BM’nin haftalar önce Sudan’da yaşananları, hiç tereddütsüz ‘dünyanın en vahim insani krizi’ olarak nitelemesinin ardından Amerika’nın da bu ülkede soykırım yaşandığını ilan etmesi, uluslararası zeminde yeni bir endişe (ve tartışma) rüzgârı estirdi. Hartum yöneti-minin bu suçlamayı reddetmesi zaten bekle-niyordu, fakat Colin Powell’ın ABD Senatosu dış ilişkiler komitesinde yaptığı açıklamaya dünyanın başka yerlerinden de soğuk tepkiler geldi. ABD Dışişleri Bakanı, Darfur’daki siyah Afrikalı köylülerin, “bir topluluğu tümden veya kısmen yok etme” niyetiyle hedef alındığını gösteren kanıtlar olduğunu söylüyor. İnsan hakları örgütleri ABD’nin bu konudaki tavrını değiştirmiş olmasını memnuniyetle karşıladı. Britanya’nın resmi yanıtı da, hükümet destekli Arap Janjavit milisleri tarafından ölümcül suçlar işlendiği ve BM’nin konuyla ilgili derhal bir soruşturma başlatması gerektiği yönündeydi. Fakat vahşi bir gerçekliği maskeleyen diplomatik hassasiyetlerle mi karşı karşıyayız acaba?

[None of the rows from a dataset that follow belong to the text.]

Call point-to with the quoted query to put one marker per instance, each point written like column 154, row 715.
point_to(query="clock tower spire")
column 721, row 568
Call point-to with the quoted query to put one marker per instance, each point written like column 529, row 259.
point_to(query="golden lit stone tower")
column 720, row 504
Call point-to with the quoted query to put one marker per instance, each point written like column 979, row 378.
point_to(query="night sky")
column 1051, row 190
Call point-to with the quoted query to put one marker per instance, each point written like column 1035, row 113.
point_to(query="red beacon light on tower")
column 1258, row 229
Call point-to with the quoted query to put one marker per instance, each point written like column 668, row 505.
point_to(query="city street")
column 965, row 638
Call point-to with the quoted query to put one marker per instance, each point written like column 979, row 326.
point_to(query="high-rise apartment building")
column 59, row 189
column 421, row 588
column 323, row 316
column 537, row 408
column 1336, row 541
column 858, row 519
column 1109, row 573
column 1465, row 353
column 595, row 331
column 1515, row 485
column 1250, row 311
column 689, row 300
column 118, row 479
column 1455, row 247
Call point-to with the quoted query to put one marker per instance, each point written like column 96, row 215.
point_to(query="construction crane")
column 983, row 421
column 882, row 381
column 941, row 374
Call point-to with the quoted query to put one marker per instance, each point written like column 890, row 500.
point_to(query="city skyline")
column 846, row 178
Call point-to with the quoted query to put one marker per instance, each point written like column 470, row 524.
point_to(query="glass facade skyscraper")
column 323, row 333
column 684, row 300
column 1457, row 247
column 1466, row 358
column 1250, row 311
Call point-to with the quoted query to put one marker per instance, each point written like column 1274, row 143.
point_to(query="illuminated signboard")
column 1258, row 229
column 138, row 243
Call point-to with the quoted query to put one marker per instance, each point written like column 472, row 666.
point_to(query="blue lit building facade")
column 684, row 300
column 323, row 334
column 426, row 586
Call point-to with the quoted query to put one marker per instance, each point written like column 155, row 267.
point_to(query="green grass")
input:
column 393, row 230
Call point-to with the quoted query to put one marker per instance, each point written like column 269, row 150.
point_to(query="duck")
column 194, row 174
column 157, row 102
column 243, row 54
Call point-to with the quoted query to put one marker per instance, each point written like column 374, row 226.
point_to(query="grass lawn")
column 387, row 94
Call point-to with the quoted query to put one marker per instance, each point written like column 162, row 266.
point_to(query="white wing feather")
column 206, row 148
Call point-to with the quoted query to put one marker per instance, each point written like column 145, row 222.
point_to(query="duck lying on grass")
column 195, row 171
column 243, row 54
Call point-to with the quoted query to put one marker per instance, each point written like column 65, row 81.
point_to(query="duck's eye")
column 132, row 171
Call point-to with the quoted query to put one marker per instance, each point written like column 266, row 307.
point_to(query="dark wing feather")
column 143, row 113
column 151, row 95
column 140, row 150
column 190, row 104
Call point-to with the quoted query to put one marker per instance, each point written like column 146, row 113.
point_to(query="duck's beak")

‘Soykırım’ kelimesini kullanmaktan imtina etmek doğru bir tavır mı?

Daha önce soykırım olarak nitelenen durumlar arasında, Birinci Dünya Savaşı sırasında Türklerin 1.5 milyon Ermeniyi katletmesi var. Daha az tartışmalı bir şekilde, Nazilerin İkinci Dünya Savaşı’nda 6 milyon Yahudiyi yok etmesi de ‘soykırım’ olarak niteleniyor. Sudanlı yetkililer Darfur’da etnik çatışmadan kaynaklı insani bir kriz yaşandığından ötesini kabul etmeyecektir; zaten küçümser bir tavırla, Powell’ı yaklaşan
seçimlerde siyahların oylarını kazanmaya çalışmakla suçladılar.Yanı sıra Hartum, dışarıdan müdahalenin Darfurlu isyancı gruplarla Nijerya’da yürütülen barış müzakerelerine zarar vereceğini savunuyor. Ne var ki bölgeden gelen rakamlar tartışmaya mahal bırakmayacak nitelikte: Şubat 2003’ten beri 50 bin insan öldü ve 1 milyondan fazla insan da mülteci konumuna düştü. Yardım görevlileri dün, Darfur’un güneyindeki bir kampa yeni bir mülteci akını başladığını bildirdi. İnsanı çileden çıkaracak kadar uzun bir süredir televizyon ekranlarına yansıyan görüntüler, artık kısır tartışmaların ve etkisiz diplomasinin ötesinde bir şeyler yapılması gerektiğini gösteriyor.

ABD’nin sergilediği bu tavrın arkasında, on yıl önce Ruanda’dan ilk soykırım haberleri gelirken öylece durup beklemekten kaynaklı suçluluk duygusunun yattığı doğru.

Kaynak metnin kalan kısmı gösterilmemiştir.